ST segment-elevation myocardial infarction (STEMI) is a particularly severe type of heart attack associated with a high risk of mortality or long-term disability. Clinicians can reduce a patient's chances of unfavorable outcomes by performing a procedure known as percutaneous coronary intervention (PCI), which combines coronary angioplasty--in which a balloon is inserted into a blocked artery of the heart to clear it--with stenting--inserting a tiny tube into a blocked artery to keep the line open. But studies in China have found that many patients with STEMI choose not to undergo PCI and that women with STEMI, in particular, have a reduced likelihood of undergoing guideline-based management and acute reperfusion therapy.
The phenomenon of patients with STEMI refusing PCI attracted the interest of a research team at China's Shandong University. As lead researcher of the team, Dr. Yu-Guo Chen explains, "Understanding the factors that influence patients' decisions to reject medical advice may facilitate efforts to improve treatment compliance, quality of care, and prognoses." Dr.
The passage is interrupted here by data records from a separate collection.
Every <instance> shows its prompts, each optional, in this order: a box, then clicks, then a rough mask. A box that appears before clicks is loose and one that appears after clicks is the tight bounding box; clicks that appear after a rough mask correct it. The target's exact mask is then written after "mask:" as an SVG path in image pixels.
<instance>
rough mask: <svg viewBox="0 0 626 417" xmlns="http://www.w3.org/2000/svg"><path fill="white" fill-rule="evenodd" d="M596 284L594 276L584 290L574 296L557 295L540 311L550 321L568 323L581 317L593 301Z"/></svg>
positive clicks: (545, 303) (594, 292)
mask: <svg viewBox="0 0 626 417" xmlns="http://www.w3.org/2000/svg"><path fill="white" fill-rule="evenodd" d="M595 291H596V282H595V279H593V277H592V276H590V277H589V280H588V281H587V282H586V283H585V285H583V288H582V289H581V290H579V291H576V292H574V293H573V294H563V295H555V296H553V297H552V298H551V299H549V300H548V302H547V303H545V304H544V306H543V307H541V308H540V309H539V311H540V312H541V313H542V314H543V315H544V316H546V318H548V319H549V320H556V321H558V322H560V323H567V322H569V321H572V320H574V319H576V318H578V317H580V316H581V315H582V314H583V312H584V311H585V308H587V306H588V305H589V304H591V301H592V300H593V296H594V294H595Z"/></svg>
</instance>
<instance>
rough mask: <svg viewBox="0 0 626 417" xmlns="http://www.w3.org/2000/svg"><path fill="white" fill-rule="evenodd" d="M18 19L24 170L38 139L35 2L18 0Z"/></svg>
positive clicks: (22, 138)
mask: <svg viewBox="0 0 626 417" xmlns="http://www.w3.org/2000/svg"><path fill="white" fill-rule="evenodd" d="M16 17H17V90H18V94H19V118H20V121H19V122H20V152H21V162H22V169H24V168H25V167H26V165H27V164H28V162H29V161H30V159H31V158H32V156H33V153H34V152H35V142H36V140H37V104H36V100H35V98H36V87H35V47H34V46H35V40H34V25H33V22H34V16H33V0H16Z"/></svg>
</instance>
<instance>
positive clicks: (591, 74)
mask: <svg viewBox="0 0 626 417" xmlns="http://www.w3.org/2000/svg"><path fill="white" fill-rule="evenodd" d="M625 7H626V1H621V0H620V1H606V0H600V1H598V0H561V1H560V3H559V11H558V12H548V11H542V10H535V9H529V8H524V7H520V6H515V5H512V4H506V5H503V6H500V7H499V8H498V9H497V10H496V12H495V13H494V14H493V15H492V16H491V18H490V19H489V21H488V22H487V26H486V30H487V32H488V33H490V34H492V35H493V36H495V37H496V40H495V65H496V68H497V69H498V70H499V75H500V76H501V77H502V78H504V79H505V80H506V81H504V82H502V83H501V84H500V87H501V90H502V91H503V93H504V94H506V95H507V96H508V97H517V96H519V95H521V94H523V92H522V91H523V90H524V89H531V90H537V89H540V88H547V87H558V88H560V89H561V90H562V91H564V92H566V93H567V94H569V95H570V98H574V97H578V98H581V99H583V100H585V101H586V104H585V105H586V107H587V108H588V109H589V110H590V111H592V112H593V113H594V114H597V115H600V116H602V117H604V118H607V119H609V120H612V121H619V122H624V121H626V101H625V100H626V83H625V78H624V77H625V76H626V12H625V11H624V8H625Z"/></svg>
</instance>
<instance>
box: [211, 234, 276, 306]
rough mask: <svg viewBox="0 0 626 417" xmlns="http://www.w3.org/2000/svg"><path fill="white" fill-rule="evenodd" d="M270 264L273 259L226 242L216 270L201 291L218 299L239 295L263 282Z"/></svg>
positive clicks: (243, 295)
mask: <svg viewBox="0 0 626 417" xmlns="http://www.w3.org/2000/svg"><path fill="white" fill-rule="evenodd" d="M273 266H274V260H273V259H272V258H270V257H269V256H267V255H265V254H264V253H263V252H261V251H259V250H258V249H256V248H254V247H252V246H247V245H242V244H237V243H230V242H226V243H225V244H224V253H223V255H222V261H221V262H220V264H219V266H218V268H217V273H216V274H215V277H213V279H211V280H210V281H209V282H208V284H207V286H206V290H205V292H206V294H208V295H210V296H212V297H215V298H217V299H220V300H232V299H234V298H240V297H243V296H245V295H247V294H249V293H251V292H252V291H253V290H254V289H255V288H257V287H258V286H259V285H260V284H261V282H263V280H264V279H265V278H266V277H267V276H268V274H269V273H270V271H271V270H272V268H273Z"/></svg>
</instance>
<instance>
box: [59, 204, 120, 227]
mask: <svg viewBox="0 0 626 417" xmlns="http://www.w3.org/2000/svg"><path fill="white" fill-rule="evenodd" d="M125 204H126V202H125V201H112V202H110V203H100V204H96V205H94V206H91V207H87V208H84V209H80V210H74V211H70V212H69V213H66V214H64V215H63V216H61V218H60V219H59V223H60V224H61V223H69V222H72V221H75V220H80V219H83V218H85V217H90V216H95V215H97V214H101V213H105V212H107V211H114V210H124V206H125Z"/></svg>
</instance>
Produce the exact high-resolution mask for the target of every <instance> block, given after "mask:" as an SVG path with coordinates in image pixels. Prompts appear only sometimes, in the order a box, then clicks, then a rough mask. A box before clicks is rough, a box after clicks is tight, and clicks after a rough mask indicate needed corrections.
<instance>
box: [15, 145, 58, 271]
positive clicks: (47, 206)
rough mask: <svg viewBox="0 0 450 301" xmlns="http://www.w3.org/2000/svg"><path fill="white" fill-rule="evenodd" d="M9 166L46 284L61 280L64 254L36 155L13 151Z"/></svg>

Chen and team conducted analyses of treatment data to identify the predictors of PCI refusal for patients with STEMI. Their results appear in a paper published in a recent edition of the Chinese Medical Journal.
For their analyses, the researchers used data that had been prospectively collected through a cohort study involving patients with STEMI who presented to any of six Chinese emergency departments between August 2015 and September 2017. After excluding patients who never had the opportunity to decide whether to undergo PCI, as well as patients transferred to other hospitals and those discharged against the treating clinicians' advice, the researchers had a dataset of 957 patients, including 260 women and 697 men. On this dataset, they used multivariable logistic regression analyses to identify the predictors of PCI refusal.
In total, 98 of the patients in the dataset (10.2%) chose not to undergo PCI. One factor that had a major influence on their decisions was age, with patients older than 65 years being more likely than their younger counterparts to refuse PCI. Some important predictors of PCI refusal were having a history of myocardial infarction, experiencing cardiac shock while in the emergency department, a more than 12-hour delay in reaching the hospital after STEMI onset, and having a faster heart rate.
Some other factors included being married, receiving treatment at a tertiary hospital, and having a higher body mass index value.
Interestingly, comparisons between male and female patients showed that female patients were older, were less likely to be married, had lower body mass index values on average, and were less likely to receive treatment at tertiary hospitals. Given that these factors were all predictors of PCI refusal in the regression model, these differences may help to explain why women with STEMI are more likely to refuse PCI than their male counterparts are.
In conclusion, the researchers at Shandong University have identified a host of factors that may help to predict whether a patient with STEMI will give or withhold consent to PCI. When asked about the long-term medical and societal importance of these findings, Dr. Chen notes that knowledge of these predictors may aid healthcare providers in their efforts to persuade more patients with STEMI to consent to PCI. He predicts that increasing the number of patients who undergo PCI "will lead to reductions in mortality and improvements in long-term clinical outcomes." Given the sex disparities in PCI refusal rates, such improvements may be of particular value to Chinese women.
Percutaneous coronary intervention is the recommended procedure after ST-elevation myocardial infarction, but some patients refuse to undergo it. Researchers from Shandong University, China, have identified some demographic and clinical features associated with such treatment refusal.